I believe the only pertinent MTU in any connection is the one between *here* and *there* :p.
To be more precise, here := the node yer on and there := the next hop (usually your nearest friendly router).
Along the way, even if the packet traverses 23 hops or whatever, each MTU from point to point can be different. Hence fragmentation, flags to deal with it, and the entire TCP suite. But when coding, one needn't worry about the rest of the net, just your neighbor.

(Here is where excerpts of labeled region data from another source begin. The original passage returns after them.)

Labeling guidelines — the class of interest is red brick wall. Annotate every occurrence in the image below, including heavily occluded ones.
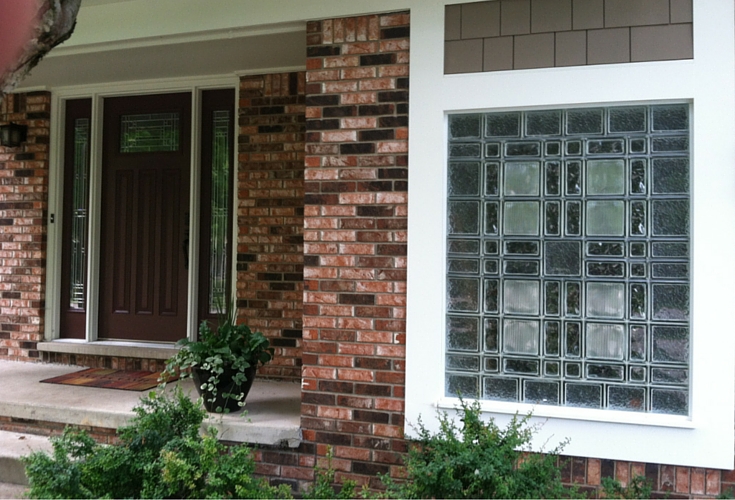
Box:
[0,92,51,361]
[237,72,305,379]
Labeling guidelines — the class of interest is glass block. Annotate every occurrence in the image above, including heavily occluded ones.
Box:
[485,202,500,235]
[503,201,541,236]
[651,367,689,385]
[449,142,482,158]
[609,106,646,133]
[651,284,689,321]
[565,201,582,236]
[651,326,689,363]
[445,373,480,398]
[544,321,561,356]
[586,282,625,319]
[544,201,561,236]
[653,158,689,194]
[447,354,480,372]
[630,283,646,319]
[566,161,582,196]
[607,385,646,411]
[564,383,602,408]
[651,104,689,132]
[449,114,482,140]
[485,113,521,137]
[447,316,480,352]
[503,161,541,196]
[485,318,500,352]
[523,380,559,405]
[503,358,539,375]
[630,160,648,195]
[447,278,480,312]
[447,240,480,255]
[564,323,582,358]
[526,111,561,135]
[505,141,541,156]
[503,319,540,355]
[485,280,499,313]
[483,377,519,401]
[651,388,689,415]
[447,201,480,234]
[586,323,627,361]
[544,281,561,316]
[629,325,646,361]
[566,282,582,316]
[503,280,540,316]
[585,200,625,237]
[567,109,603,135]
[544,241,582,276]
[485,163,500,196]
[587,160,625,195]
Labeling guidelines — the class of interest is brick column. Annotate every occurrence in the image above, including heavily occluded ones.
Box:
[302,13,409,484]
[0,92,51,361]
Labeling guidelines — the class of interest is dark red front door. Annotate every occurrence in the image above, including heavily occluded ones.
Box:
[98,93,191,341]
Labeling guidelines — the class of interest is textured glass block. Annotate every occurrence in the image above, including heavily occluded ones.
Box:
[485,163,500,196]
[523,380,559,405]
[544,241,582,276]
[526,111,561,135]
[651,326,689,363]
[587,159,625,195]
[629,325,646,361]
[447,162,480,196]
[566,283,582,316]
[503,319,539,354]
[564,201,582,236]
[505,141,541,156]
[485,318,500,352]
[564,323,582,358]
[483,377,519,401]
[447,201,480,234]
[610,107,646,133]
[503,162,541,196]
[585,323,627,361]
[447,316,480,352]
[651,284,689,321]
[564,383,602,408]
[607,385,646,411]
[449,114,482,140]
[445,373,480,398]
[651,388,689,415]
[567,109,603,135]
[503,201,541,236]
[447,278,480,312]
[485,280,499,313]
[544,201,561,236]
[544,321,561,356]
[585,200,625,236]
[503,280,540,316]
[651,104,689,132]
[449,143,482,158]
[485,202,500,235]
[587,282,625,319]
[653,158,689,194]
[485,113,521,137]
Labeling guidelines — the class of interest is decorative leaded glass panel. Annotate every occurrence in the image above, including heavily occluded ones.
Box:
[445,104,693,415]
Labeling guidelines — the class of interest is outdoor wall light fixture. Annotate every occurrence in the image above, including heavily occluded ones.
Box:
[0,123,28,148]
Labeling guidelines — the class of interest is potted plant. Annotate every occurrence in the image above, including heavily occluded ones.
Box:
[161,307,273,413]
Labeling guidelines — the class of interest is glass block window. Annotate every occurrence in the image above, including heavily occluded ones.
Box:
[445,104,690,415]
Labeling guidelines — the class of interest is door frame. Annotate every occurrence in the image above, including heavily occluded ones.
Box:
[44,75,239,345]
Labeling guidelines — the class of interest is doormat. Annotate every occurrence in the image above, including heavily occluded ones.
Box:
[41,368,178,391]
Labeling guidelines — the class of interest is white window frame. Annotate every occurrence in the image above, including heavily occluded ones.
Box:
[406,0,735,469]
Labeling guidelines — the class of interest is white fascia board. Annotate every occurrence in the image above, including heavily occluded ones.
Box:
[406,0,735,469]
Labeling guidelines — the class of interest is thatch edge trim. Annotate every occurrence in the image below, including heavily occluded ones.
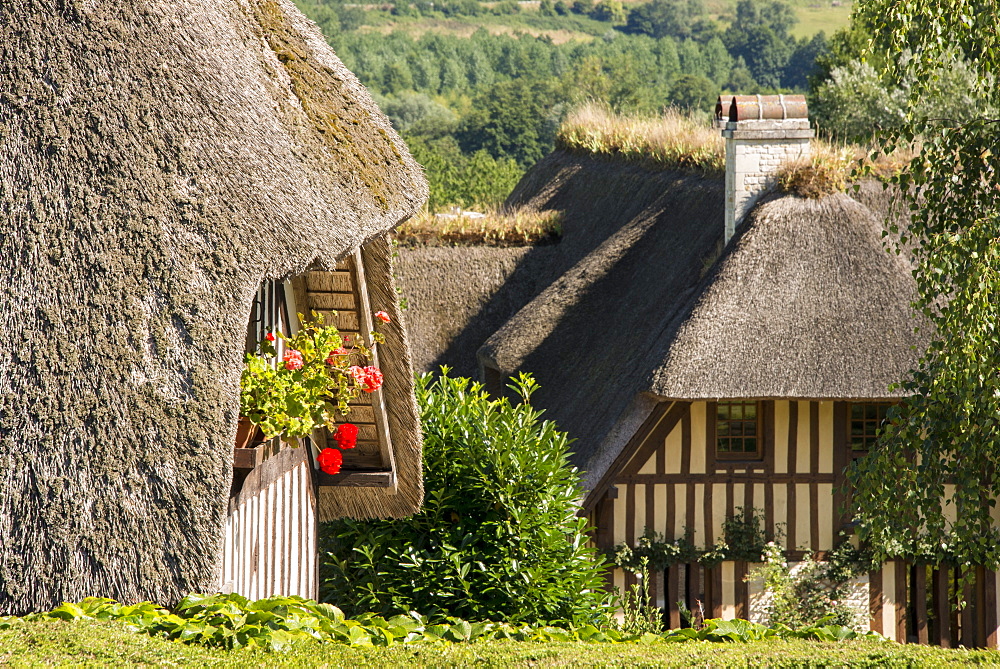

You can reasonably expect each hop to be as optimized MTU-wise as it's admin can work out.
Anywhoo, I still think it might be worthwhile to test 1 server with an odd MTU between it and it's default gateway, and see if that server when used produces *way* too many fragmented packets, or just a 'reasonable' amount, whatever you want that reasonable threshold to be.
I don't know your code like you do, but kathgar was right in focusing (sp?) on packet types the server deals with that are larger than said MTU. Smaller ones dont matter, of course. So if you do a /who all, and it gens a packet say 2k large, the buffer identified by merth might cause problems do to the CPU time required to defragment and due to the various bits of network lag that slow down the receipt of all the frags of a given packet. Gotta wait for em all to be there, and all.
Just food for thought. Enjoy the meal. And I'm tired and likely blithering on too long to folks who already got the gist of the post..g'nite y'all.